Cairo felt different. Tahrir Square, of course, carried a new set of meanings. The traffic, the pollution, the Stalinist gloom of the Mugamma building—these had shrunk, and revolutionary graffiti, redignified national flags, and the endlessly various Egyptian people now dominated the eye. Neither did it feel the same to walk over the Qasr el-Nil bridge, not after the glorious battle of 28 January. (I kept trying to work out where the police van was burnt.) And the streets were in fact cleaner, in central Cairo at least. In ritual overcompensation for the years of filth, people had been observed during the revolution’s eighteen days scrubbing the pavements with toothbrushes. A man in a café called Ali Jabr explained it to me:

The Egyptians used to hate their country just as they used to hate themselves. Anywhere you went in the world, the people thought the Egyptians were rubbish. And the Egyptians agreed. After the revolution we know we aren’t rubbish, so we pick our rubbish up from the streets.

Tahir Square 1

You know that something rare and powerful is occurring, something all-encompassing, not limited to a political or intellectual elite, when even a mobile nuts-and-seeds stall has ‘Social Justice’ stencilled on its side.

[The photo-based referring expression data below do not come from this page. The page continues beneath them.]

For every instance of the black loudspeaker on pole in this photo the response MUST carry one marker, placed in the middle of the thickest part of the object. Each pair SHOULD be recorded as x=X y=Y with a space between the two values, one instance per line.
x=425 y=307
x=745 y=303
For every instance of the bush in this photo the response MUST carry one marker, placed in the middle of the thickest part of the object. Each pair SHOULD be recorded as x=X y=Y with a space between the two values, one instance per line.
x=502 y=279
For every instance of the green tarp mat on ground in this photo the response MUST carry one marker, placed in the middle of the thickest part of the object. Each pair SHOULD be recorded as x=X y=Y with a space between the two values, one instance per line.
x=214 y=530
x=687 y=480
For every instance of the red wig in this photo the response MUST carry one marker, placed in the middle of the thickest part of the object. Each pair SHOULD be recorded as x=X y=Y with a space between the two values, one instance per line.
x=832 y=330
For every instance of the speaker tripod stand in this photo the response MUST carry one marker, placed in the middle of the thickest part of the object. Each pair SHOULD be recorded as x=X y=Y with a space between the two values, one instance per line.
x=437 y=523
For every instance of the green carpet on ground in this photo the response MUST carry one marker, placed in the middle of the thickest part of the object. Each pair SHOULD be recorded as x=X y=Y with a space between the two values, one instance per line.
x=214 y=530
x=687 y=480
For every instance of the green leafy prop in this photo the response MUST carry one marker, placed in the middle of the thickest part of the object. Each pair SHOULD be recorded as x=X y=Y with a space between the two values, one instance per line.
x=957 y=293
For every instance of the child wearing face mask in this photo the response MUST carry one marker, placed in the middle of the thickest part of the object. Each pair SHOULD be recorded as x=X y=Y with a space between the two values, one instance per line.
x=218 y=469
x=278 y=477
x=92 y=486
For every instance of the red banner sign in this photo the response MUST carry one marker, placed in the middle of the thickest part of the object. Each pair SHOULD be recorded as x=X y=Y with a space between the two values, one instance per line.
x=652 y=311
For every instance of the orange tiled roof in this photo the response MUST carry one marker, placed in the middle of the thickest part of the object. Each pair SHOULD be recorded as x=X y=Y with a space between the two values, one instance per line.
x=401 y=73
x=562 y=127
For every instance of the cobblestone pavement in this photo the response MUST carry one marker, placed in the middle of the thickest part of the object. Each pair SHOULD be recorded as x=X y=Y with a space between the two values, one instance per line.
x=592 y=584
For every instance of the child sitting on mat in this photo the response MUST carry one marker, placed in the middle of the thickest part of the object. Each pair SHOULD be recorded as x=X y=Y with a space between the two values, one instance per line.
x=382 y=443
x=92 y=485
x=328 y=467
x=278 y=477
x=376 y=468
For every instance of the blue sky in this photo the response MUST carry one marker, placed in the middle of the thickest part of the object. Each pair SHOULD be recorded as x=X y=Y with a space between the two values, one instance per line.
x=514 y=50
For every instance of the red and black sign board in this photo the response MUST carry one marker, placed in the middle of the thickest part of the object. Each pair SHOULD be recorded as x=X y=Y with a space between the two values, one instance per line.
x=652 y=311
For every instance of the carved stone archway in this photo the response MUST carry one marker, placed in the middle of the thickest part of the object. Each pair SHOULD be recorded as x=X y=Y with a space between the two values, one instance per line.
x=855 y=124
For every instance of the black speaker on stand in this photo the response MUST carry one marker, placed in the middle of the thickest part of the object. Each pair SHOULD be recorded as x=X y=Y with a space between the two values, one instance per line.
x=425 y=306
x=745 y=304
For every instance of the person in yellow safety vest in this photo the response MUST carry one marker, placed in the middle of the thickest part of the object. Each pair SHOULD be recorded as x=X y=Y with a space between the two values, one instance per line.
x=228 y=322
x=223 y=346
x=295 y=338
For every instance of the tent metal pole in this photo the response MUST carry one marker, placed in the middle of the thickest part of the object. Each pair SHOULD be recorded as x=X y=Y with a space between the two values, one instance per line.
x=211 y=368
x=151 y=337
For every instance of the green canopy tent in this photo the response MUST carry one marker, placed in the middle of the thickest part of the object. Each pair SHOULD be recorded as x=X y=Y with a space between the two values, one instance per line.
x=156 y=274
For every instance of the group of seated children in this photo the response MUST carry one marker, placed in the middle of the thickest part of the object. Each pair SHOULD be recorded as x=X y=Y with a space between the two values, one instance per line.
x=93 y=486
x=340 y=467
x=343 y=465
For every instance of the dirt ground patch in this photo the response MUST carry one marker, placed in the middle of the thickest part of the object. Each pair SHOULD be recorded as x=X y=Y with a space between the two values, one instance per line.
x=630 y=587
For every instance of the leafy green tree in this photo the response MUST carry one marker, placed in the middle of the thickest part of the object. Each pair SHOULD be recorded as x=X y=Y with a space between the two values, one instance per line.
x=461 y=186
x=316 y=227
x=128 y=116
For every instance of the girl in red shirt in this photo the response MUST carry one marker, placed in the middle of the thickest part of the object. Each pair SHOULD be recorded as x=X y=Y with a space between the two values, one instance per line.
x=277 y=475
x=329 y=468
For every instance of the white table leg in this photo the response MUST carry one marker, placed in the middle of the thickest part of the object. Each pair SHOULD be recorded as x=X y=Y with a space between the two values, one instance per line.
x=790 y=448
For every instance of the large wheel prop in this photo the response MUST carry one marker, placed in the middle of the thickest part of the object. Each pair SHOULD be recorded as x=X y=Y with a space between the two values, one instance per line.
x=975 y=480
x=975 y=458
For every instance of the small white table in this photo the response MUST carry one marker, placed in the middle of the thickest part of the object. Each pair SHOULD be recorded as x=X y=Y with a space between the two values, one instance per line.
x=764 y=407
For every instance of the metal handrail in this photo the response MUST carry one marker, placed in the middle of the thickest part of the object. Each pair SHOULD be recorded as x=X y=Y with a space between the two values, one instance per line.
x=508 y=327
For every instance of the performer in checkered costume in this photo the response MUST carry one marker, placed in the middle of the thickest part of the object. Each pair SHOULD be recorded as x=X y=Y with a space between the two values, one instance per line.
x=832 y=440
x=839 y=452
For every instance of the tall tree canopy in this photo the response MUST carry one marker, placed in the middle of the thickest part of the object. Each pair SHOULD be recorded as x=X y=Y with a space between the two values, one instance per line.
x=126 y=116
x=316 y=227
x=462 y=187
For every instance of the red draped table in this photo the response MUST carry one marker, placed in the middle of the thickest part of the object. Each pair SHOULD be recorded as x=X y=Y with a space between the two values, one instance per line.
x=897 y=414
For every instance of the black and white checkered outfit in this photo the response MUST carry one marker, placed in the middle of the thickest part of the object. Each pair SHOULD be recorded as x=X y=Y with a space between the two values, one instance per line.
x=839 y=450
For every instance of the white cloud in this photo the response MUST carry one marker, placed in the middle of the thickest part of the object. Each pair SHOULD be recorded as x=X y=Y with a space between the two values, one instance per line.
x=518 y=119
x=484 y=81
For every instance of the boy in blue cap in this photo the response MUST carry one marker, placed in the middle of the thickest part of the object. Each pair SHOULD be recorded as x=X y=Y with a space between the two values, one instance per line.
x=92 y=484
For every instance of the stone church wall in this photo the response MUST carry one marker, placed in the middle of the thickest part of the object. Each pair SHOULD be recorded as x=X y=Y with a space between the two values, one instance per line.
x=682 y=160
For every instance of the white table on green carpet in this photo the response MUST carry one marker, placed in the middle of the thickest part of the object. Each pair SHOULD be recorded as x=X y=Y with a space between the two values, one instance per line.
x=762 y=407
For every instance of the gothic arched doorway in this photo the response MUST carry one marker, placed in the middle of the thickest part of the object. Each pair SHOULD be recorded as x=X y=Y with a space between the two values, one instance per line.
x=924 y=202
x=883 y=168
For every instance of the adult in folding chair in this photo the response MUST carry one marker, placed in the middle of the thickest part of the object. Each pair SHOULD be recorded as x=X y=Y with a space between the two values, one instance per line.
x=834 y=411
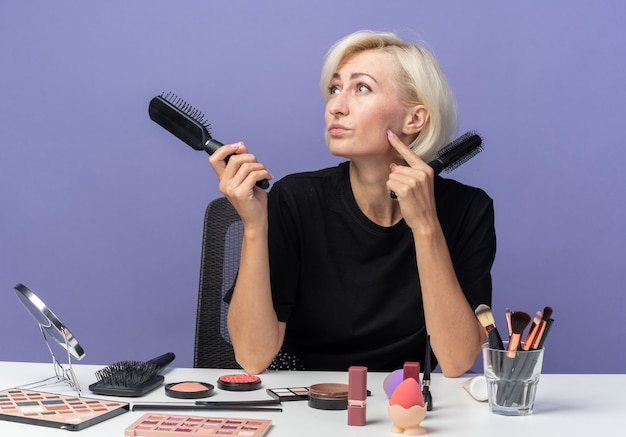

I visited in late March and early April. My plane to Cairo was a quarter full at best. The airport was almost empty.

The immigration guard peered long at me and asked if I was originally Iranian, prompting me to wonder if anything had changed at all. There were no pictures of Mubarak on the walls. That was a change.

Then the driver who took me into town. He addressed the revolution immediately. ‘Tell me congratulations!’ he grinned. I did so. ‘We’ve finished with him!’ he exulted. ‘We’re free!’ Pictures of some of freedom’s martyrs swung from the rear-view mirror.